The Tydings and McCarran
Committees. McCarthy's revelations, offered with the assistance of pugnacious Chief Counsel Roy Cohn, first resulted in a specially formed subcommittee headed by Democratic senator Millard Tydings of Maryland, wherein McCarthy accused Owen Lattimore, a consultant to the State Department and a Johns Hopkins University professor, of subversive ties and claimed that the Truman administration held evidence against Lattimore and others in its files. The Tydings committee report charged McCarthy with "fraud and hoax," claiming he had not produced the name of one Communist in the State Department. But the public apparently did not agree. Polls showed that more than 40 percent of the public believed McCarthy's allegations. A second committee, headed by Sen. Pat McCarran of Nevada, from 1951 to 1952 examined McCarthy's allegations. The committee claimed to find credibility in McCarthy's accusations and labeled Lattimore "a conscious, articulate instrument of the Soviet conspiracy." A stunned nation paid close attention as others such as Annie Lee Moss, an elderly black woman who handled coded messages in the Pentagon, were hauled in front of the committee to answer charges that they were card-carrying Reds.
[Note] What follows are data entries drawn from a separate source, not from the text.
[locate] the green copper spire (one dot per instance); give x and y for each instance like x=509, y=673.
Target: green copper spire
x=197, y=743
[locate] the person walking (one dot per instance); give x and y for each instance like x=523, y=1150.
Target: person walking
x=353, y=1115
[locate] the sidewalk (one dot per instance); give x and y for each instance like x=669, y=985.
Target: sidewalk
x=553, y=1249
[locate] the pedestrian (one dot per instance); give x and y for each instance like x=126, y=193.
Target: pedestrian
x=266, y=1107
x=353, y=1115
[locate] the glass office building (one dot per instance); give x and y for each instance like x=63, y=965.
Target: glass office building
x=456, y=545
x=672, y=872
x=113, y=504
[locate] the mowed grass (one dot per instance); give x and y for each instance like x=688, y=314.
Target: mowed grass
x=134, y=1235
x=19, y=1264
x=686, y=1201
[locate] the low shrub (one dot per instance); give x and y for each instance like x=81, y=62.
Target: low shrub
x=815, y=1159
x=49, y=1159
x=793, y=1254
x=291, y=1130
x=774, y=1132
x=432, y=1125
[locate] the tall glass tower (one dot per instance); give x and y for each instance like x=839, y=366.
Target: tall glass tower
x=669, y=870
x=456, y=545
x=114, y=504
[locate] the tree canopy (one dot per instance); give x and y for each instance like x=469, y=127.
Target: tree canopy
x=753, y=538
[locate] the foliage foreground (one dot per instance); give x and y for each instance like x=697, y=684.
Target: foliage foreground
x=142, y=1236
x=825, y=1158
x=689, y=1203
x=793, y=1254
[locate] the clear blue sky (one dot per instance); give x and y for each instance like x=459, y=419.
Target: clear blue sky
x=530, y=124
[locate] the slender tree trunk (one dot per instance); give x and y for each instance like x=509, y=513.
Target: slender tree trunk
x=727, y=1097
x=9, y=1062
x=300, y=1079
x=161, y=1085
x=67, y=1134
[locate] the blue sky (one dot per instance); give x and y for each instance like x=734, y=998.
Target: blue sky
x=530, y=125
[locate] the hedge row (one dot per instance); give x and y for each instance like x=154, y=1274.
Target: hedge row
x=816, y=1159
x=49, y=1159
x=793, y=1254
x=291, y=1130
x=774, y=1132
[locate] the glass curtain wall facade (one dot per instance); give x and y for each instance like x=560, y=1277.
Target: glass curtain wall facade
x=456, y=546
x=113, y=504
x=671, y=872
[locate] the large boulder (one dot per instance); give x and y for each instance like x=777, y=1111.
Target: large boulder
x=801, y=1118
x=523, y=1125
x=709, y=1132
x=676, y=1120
The Permanent Investigations Subcommittee
An obscure senator prior to 1950, his political future in doubt, McCarthy had found a potent political weapon in anticommunism and won reelection in 1952; he became chairman of the Committee on Government Operations, a body in charge of investigating petty violations within the federal government. McCarthy, however, soon appointed himself head of the committee's Permanent Investigations Subcommittee, which held the power to subpoena, and opened inquiries into the Army Signal Corps at Fort Monmouth, New Jersey, after allegations of spying and sabotage there. A full-scale investigation ensued in 1954 in which the U.S. Army counsel Joseph Welch clashed with the senator on national television. The army maintained that McCarthy had sought preferential treatment
for a staff member of his, G. David Schine, and McCarthy responded that the army used Schine to get him to call off his investigation. McCarthy's antics on national television turned the tide of public opinion against him, and a Senate committee condemned McCarthy for defiling the integrity of the Senate. McCarthy lost influence after 1954 and lost his committee chairmanship in 1956. He even charged that Dwight D. Eisenhower was guilty of continuing the "20 years of treason" started by the Roosevelt and Truman administrations—a charge that the popular Eisenhower quickly shook, but one that tainted McCarthy himself as lacking patriotism.
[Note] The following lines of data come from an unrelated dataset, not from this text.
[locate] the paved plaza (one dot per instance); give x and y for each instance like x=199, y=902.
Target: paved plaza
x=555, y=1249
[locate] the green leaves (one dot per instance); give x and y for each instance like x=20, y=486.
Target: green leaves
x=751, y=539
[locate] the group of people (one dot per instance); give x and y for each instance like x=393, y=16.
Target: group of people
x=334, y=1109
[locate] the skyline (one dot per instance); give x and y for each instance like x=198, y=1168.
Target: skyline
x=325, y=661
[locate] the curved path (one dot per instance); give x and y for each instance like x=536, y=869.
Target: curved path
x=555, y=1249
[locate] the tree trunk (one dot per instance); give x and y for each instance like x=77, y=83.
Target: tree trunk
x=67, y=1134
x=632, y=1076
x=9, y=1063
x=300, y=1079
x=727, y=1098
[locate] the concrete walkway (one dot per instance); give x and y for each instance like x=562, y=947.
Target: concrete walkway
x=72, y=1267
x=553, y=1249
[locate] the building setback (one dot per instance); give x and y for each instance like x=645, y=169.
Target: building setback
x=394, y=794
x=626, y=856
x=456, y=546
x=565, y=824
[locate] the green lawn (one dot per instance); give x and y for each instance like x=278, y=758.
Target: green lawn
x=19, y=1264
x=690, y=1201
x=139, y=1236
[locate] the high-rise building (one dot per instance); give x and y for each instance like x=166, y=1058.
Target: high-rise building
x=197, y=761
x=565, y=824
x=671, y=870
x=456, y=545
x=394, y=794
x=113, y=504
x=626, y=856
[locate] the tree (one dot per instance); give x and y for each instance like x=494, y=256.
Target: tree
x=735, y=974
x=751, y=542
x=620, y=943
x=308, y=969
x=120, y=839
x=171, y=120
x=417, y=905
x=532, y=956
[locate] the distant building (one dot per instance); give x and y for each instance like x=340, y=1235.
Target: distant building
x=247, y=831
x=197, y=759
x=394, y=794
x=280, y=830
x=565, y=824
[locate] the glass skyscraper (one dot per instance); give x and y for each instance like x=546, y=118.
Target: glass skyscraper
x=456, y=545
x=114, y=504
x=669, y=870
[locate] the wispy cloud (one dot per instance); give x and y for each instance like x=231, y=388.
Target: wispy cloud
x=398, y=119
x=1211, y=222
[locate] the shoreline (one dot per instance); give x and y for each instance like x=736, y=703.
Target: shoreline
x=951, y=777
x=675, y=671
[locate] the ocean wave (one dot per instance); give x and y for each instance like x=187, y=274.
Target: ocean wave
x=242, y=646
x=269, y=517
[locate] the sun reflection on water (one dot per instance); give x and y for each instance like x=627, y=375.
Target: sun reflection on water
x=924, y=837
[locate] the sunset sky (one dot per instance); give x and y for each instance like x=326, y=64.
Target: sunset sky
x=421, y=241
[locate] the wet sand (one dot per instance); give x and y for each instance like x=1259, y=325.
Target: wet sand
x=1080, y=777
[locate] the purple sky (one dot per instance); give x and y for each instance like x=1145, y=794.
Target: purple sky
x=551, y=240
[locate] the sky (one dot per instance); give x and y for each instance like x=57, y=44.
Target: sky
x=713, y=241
The End of the McCarthy Era
On 2 May 1957 McCarthy died of complications associated with alcoholism. Prior to his death McCarthy attempted to regain the national spotlight by proclaiming himself a champion of civil liberties. Few listened, however. He had gained a reputation for anticommunist excesses and witch-hunting, and for besmirching the character of hundreds of individuals. Subsequent committees did find that some individuals he had named as Communist indeed were, and that when examined, McCarthy's evidence stood up more than critics cared to admit. One historian of the Eisenhower era noted that McCarthy's "appeal was very much in the American mainstream" and "not a phenomenon at all." Above all, he left a legacy of controversy, and the term McCarthyism became synonymous with inquisitorial tactics.
Source:
William Bragg Ewald, Jr., Who Killed Joe McCarthy? (New York: Simon & Schuster, 1984).